Pay Fast. Get Paid Faster.
Everyone loves to talk about cash flow and your CFO will work hard to cast a positive light on the bottom line on your profit and loss statement. But before complex analyses of cash flow, amortization, counting your unpaid client invoices as an asset and ignoring the ones you have not paid yet comes a more fundamental philosophy that sets everything else in the right direction. Pay fast. Get paid faster.
Step 1: Pay fast
Every body loves to pat themselves on the back about how long they can string out paying bills/invoices but if that is how to need to operate your business then you already have some cracks in the foundation.
Some truths:
- You want to be valued by the businesses that consider you their client.
- No matter how good a relationship you may think you have with them nothing will break it faster than you being a lousy payer.
- Every day you don’t pay that bill you add stress to their life and their business.

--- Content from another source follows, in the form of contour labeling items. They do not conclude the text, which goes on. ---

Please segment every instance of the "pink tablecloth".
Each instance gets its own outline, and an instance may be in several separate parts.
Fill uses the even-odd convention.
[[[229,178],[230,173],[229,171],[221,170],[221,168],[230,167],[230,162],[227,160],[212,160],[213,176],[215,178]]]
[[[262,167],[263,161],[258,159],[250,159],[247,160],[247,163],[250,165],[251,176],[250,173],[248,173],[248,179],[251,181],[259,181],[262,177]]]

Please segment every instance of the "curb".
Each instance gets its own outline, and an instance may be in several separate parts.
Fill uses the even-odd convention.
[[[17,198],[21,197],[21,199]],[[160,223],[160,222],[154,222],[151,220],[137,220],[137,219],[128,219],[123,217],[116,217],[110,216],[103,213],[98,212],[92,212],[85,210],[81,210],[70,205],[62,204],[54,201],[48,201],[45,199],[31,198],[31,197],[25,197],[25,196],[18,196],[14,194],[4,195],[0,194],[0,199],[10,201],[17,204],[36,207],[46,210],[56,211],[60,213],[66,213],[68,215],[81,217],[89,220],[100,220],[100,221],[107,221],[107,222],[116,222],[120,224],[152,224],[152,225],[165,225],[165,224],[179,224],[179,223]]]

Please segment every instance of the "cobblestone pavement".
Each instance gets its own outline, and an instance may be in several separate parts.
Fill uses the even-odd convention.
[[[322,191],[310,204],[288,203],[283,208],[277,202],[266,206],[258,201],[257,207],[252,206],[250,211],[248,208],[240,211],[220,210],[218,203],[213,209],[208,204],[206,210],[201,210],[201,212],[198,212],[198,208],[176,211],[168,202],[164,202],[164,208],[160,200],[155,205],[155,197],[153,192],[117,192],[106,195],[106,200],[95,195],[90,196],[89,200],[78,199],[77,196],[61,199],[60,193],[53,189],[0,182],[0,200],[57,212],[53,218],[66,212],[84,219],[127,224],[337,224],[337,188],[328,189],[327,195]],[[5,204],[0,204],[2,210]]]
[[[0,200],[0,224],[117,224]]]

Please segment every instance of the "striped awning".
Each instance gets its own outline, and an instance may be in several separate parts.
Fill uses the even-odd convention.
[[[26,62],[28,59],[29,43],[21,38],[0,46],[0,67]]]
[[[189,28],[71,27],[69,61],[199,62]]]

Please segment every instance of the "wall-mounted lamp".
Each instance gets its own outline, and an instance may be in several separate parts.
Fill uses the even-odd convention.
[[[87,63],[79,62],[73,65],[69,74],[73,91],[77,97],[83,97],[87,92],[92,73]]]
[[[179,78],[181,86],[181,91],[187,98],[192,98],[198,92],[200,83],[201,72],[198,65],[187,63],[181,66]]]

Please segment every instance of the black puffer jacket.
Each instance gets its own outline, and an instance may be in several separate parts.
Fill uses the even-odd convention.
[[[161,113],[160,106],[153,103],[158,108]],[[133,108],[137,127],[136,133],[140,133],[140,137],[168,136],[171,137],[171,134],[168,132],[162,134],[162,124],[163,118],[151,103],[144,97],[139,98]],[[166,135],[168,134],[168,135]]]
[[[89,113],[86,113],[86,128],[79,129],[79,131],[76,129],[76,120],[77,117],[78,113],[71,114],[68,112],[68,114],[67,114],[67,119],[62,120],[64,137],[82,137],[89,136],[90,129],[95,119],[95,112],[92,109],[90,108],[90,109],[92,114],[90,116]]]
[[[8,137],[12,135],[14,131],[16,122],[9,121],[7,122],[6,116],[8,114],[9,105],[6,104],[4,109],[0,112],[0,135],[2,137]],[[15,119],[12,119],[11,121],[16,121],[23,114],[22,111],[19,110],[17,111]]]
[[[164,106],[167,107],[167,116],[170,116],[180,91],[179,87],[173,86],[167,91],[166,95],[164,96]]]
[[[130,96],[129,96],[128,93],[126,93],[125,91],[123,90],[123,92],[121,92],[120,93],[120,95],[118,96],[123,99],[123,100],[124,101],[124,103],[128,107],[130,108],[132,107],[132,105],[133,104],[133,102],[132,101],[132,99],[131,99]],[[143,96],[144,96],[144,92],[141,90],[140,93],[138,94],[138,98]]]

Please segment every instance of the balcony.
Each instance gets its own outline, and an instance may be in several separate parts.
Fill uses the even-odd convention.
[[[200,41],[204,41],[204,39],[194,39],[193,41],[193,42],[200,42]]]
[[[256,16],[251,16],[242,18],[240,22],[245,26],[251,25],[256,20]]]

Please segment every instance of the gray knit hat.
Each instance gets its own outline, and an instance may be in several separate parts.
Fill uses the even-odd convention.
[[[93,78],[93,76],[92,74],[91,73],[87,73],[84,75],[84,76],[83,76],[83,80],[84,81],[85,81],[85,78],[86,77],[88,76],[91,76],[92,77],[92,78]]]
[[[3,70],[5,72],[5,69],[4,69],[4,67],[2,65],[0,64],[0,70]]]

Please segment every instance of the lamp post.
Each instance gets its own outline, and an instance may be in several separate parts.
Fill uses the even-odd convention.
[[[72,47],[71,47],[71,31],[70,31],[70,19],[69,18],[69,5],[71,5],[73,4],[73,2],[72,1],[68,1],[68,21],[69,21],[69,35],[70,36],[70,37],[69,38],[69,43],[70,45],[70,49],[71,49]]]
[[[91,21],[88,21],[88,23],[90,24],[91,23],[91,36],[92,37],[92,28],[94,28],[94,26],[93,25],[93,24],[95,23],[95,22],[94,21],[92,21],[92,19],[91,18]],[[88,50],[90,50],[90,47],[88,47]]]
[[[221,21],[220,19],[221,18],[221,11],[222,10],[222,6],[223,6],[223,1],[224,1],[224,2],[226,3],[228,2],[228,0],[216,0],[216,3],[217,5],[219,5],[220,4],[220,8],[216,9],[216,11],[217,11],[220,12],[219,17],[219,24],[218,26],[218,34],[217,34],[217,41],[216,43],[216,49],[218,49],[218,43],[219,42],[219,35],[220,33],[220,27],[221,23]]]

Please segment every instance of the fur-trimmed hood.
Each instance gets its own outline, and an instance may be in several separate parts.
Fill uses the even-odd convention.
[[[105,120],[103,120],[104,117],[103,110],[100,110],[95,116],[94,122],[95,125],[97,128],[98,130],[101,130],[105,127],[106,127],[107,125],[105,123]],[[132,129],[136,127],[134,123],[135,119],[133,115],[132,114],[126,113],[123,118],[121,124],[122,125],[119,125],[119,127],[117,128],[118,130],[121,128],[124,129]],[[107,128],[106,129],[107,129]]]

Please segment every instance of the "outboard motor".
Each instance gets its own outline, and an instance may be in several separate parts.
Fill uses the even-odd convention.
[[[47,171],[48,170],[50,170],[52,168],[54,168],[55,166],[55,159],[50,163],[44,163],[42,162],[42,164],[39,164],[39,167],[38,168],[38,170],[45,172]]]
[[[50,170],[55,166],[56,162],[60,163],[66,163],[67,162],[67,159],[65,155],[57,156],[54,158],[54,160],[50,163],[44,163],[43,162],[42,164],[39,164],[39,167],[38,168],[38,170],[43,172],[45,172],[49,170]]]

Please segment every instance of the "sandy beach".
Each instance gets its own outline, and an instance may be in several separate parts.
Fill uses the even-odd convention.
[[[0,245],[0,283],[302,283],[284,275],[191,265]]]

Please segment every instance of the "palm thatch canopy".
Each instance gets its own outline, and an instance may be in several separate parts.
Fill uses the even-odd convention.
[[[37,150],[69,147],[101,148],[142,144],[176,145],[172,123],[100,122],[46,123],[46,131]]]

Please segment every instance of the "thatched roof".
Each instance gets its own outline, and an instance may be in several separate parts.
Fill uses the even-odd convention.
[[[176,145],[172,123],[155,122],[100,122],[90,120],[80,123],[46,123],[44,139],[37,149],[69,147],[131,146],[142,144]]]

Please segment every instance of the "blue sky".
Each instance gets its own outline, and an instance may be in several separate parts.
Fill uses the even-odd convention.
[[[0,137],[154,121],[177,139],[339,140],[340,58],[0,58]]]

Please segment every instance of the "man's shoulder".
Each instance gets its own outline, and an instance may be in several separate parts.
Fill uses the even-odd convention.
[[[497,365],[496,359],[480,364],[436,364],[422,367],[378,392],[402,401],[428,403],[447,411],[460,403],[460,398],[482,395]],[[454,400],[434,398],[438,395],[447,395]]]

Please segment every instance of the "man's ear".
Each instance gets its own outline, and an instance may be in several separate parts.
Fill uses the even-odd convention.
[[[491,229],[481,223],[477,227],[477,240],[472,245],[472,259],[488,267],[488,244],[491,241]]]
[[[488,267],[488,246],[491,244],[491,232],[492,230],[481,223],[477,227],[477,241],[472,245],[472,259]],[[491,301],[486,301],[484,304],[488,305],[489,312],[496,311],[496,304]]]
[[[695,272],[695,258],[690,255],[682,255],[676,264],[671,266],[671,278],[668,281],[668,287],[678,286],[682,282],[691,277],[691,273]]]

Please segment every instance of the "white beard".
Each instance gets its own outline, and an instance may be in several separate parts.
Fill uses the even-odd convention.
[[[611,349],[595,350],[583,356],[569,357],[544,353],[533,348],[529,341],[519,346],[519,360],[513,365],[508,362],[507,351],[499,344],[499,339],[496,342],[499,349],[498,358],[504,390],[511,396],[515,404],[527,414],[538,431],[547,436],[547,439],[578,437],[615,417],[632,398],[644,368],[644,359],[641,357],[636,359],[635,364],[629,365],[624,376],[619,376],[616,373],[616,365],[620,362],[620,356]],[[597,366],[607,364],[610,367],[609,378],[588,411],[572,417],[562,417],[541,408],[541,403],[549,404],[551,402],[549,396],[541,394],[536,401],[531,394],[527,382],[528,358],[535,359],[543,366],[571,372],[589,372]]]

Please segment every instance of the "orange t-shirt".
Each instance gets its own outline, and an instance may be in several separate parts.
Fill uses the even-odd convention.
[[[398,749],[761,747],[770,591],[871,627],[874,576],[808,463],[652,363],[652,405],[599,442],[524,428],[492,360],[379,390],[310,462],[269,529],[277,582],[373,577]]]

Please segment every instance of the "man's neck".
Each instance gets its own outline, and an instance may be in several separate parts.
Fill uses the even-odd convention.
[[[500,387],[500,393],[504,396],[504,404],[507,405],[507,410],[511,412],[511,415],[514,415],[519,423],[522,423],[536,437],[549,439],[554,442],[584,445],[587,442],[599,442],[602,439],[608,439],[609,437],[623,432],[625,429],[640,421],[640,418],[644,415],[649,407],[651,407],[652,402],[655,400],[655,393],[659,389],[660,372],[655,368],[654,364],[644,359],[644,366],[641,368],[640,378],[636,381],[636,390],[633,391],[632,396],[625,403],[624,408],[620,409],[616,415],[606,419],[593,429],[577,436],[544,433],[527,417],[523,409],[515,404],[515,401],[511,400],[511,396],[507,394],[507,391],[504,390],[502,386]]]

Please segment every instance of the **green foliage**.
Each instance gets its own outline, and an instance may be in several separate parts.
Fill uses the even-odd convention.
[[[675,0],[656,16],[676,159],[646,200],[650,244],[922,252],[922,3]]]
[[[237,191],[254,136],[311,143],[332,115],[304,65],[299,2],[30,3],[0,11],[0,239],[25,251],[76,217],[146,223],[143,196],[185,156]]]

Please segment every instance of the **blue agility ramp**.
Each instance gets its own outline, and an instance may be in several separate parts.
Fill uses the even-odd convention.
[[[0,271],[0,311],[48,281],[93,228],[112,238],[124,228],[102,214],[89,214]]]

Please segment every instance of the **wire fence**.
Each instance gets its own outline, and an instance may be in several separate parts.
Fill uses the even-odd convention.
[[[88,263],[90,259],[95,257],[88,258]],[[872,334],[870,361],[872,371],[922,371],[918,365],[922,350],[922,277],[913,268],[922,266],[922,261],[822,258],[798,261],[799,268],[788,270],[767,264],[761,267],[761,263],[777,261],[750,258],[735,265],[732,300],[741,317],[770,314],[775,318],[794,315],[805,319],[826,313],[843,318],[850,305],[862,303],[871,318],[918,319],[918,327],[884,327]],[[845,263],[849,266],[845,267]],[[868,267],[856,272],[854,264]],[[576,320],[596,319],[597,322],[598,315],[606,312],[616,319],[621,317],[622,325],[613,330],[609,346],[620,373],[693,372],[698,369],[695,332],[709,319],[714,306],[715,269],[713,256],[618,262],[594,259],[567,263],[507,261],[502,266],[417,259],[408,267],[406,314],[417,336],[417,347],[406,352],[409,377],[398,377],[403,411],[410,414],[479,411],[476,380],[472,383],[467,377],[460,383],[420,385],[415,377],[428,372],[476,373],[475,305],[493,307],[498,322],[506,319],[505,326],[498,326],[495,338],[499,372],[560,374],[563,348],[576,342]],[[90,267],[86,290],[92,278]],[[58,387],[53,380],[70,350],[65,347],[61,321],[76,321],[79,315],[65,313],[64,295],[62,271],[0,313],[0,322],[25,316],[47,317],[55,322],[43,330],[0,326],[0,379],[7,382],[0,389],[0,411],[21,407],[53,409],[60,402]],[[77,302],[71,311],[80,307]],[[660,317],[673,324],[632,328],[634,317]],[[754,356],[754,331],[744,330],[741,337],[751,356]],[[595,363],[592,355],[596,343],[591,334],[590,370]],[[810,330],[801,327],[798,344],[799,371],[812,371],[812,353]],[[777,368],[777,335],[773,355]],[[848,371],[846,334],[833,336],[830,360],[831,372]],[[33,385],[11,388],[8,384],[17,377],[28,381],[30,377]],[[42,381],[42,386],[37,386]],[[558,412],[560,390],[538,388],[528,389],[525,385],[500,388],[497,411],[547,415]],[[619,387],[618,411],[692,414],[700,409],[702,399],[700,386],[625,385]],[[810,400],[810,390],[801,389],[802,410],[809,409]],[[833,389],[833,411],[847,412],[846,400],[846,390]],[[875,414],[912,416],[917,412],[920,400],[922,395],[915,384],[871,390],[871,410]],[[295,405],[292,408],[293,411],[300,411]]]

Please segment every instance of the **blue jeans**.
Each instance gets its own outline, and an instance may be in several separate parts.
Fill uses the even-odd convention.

- When you pay fast you become considerably more valuable to them as a client. Many good things come from that position
Step 2: Get paid even faster
To make step 1 really work for your business you need to get paid even faster than you get paid. I have grown into a bit of a fanatic on this topic with good reason. Nothing cramped my old freight business more than how long it took us to get paid by our clients. It caused us to consistently increase our borrowing from our banks and grabbed focus from and added pressure to every other aspect of our business. Here is the rule, please repeat it with me and to your customers/clients:
“We are not a bank”
Allow me to give an example with a little story…I once had lunch with a gentlemen who, at the time, was the CEO of one of the largest freight companies in the world. He had grown it to this position in roughly 5 years from a business that was similar in size to my own. Here is how he told me he set the foundation for his amazing growth.. He took a look at his list of money he was waiting to receive from his clients and how long it was taking to get paid. He set out, himself, to visit each and every customer and tell them “We are not a bank. If you want to continue to be our customer then you need to stop treating us like one. You certainly do not want to start paying us like one.” And he was willing to lose a client if they didn’t value the relationship enough to pay promptly.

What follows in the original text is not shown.